D. Mahkemece Bozmaya Uyularak Verilen Üçüncü Karar

Mahkemenin yukarıda tarih ve sayısı belirtilen kararı ile birleştirilen davanın tefrikine, davanın kısmen kabulüne ve el atma tazminatı ile ecrimisilin davalı taraftan tahsil edilerek davacıya ödenmesine karar verilmiştir.

V. TEMYİZ

A. Temyiz Yoluna Başvuranlar

İlk Derece Mahkemesinin yukarıda belirtilen kararına karşı süresi içinde davalı idare vekili temyiz isteminde bulunmuştur.

B. Temyiz Sebepleri

Davalı idare vekili temyiz dilekçesinde özetle; uzlaşma dava şartı yerine getirilmeden dava açıldığından dava şartı yokluğundan davanın reddine karar verilmesi gerektiğini, dava konusu taşınmaza el koyma tarihindeki niteliği esas alınarak değer biçilmesi gerektiğini, taşınmazın müvekkili idare tarafından yapılan tesisler sayesinde sulu arazi niteliğini kazandığını, bu nedenle kuru tarım arazisi olarak kabul edilerek değerlendirme yapılmasını, münavebe deseninde getirisi yüksek ürünlerin tercih edildiğini, buğday ürününün münavebeye eklenmediğini, münavebe ürünlerinde verim miktarları ile fiyatların yüksek, üretim masraflarının ise düşük alındığını, ıslah edilen miktar için ıslah tarihinden itibaren yasal faize hükmedilmesi gerektiğini ileri sürerek kararın bozulması istemi ile temyiz yoluna başvurmuştur.

C. Gerekçe

1. Uyuşmazlık ve Hukukî Nitelendirme

Uyuşmazlık, temel olarak davacı tapu maliki ile davalı idare arasındaki kamulaştırmasız el atılan taşınmazın değerinin biçilmesi ile bedelinin ve ecrimisilin tahsili hususundadır.

2. İlgili Hukuk

1. 6100 sayılı Kanun'un geçici 3 üncü maddesi gereği yürürlükte bulunan 1086 sayılı Hukuk Usulü Muhakemeleri Kanunu’nun (1086 sayılı Kanun) 26.09.2004 tarihli ve 5236 sayılı Kanunla yapılan değişiklikten önceki 427 ile 439 uncu maddeler

2. Yargıtay İçtihadı Birleştirme Büyük Genel Kurulunun, 16.05.1956 tarihli ve 1956/1 Esas, 1956/6 Karar sayılı kararının ilgili bölümü şöyledir: “... Usûlü dairesinde istimlak muamelesine tevessül edilmeksizin gayrimenkulü yola kalbedilen şahsın, esas itibarıyla, gayrimenkulünü yola kalbeden amme hükmi şahsiyeti aleyhine meni müdahale davası açmağa hakkı olduğuna, ancak dilerse bu fiili duruma razı olarak, mülkiyet hakkının amme hükmi şahsiyetine devrine karşılık gayrimenkulünün bedelinin tahsilini de dava edebileceğine ve isteyebileceği bedelin de mülkiyet hakkının devrine razı olduğu tarih olan dava tarihindeki bedel olduğuna 16.05.1956 tarihinde ilk toplantıda ittifakla karar verildi.”

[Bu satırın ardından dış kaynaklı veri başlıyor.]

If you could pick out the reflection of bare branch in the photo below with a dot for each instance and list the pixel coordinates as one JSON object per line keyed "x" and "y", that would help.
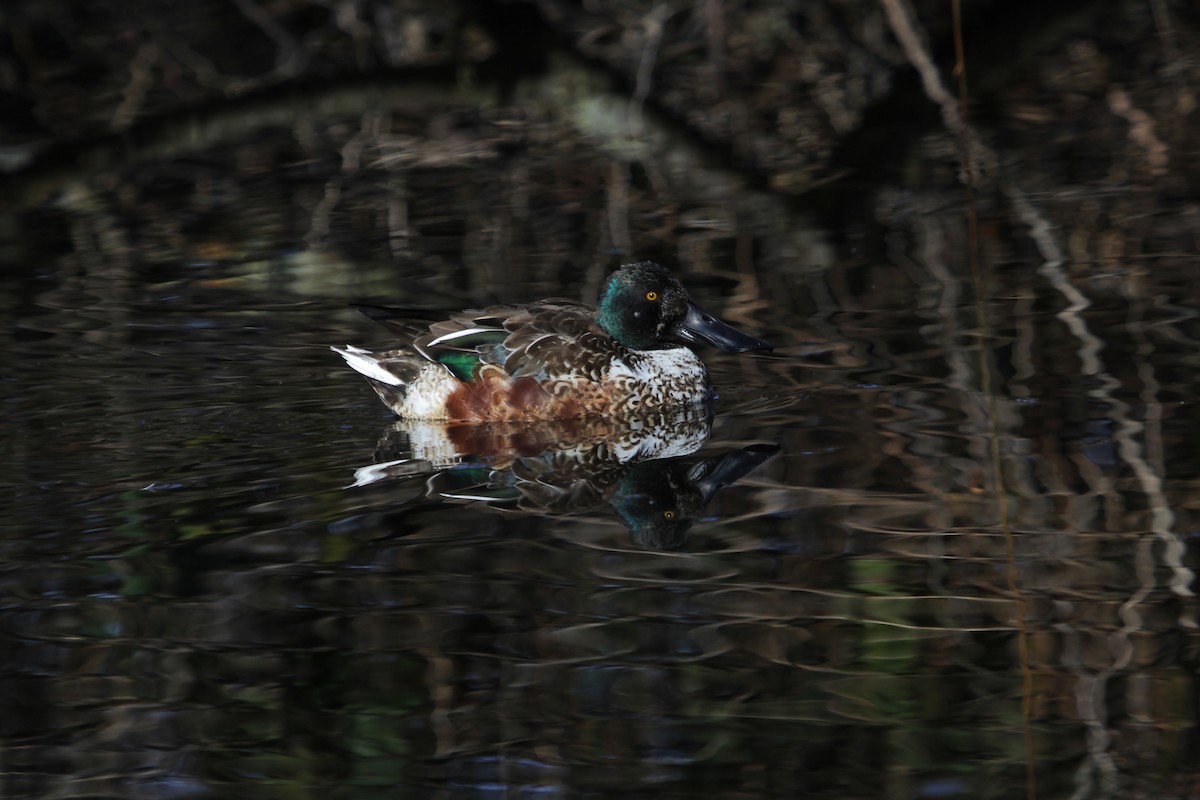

3. Yargıtay İçtihadı Birleştirme Büyük Genel Kurulunun, 16.05.1956 tarihli ve 1954/1 Esas, 1956/7 Karar sayılı kararı ile “... Usûlü dairesinde istimlak muamelesine tevessül edilmeksizin gayrimenkulü yola kalbedilen şahsın, gayrimenkulünün bedelinin tahsiline ilişkin olarak, gayrimenkulünü yola kalbeden hükmü şahsiyeti aleyhine açacağı bedel davasında müruruzamanın mevzuubahis olamayacağına ve bu itibarla da, hadisede Borçlar Kanunu'nun 66. maddesinin tatbik kabiliyeti bulunmadığına...” karar verilmiştir.

3. Değerlendirme

1. Temyizen incelenen Mahkeme kararında ve kararın gerekçesinde hukuk kurallarının somut olaya uygulanmasında bir isabetsizlik bulunmadığı ve bozmaya uyulmakla karşı taraf yararına kazanılmış hak durumunu oluşturan yönlerin ise yeniden incelenmesine hukukça imkân bulunmadığı anlaşılmakla; davalı idare vekilinin aşağıdaki paragrafın kapsamı dışındaki temyiz itirazları yerinde görülmemiştir.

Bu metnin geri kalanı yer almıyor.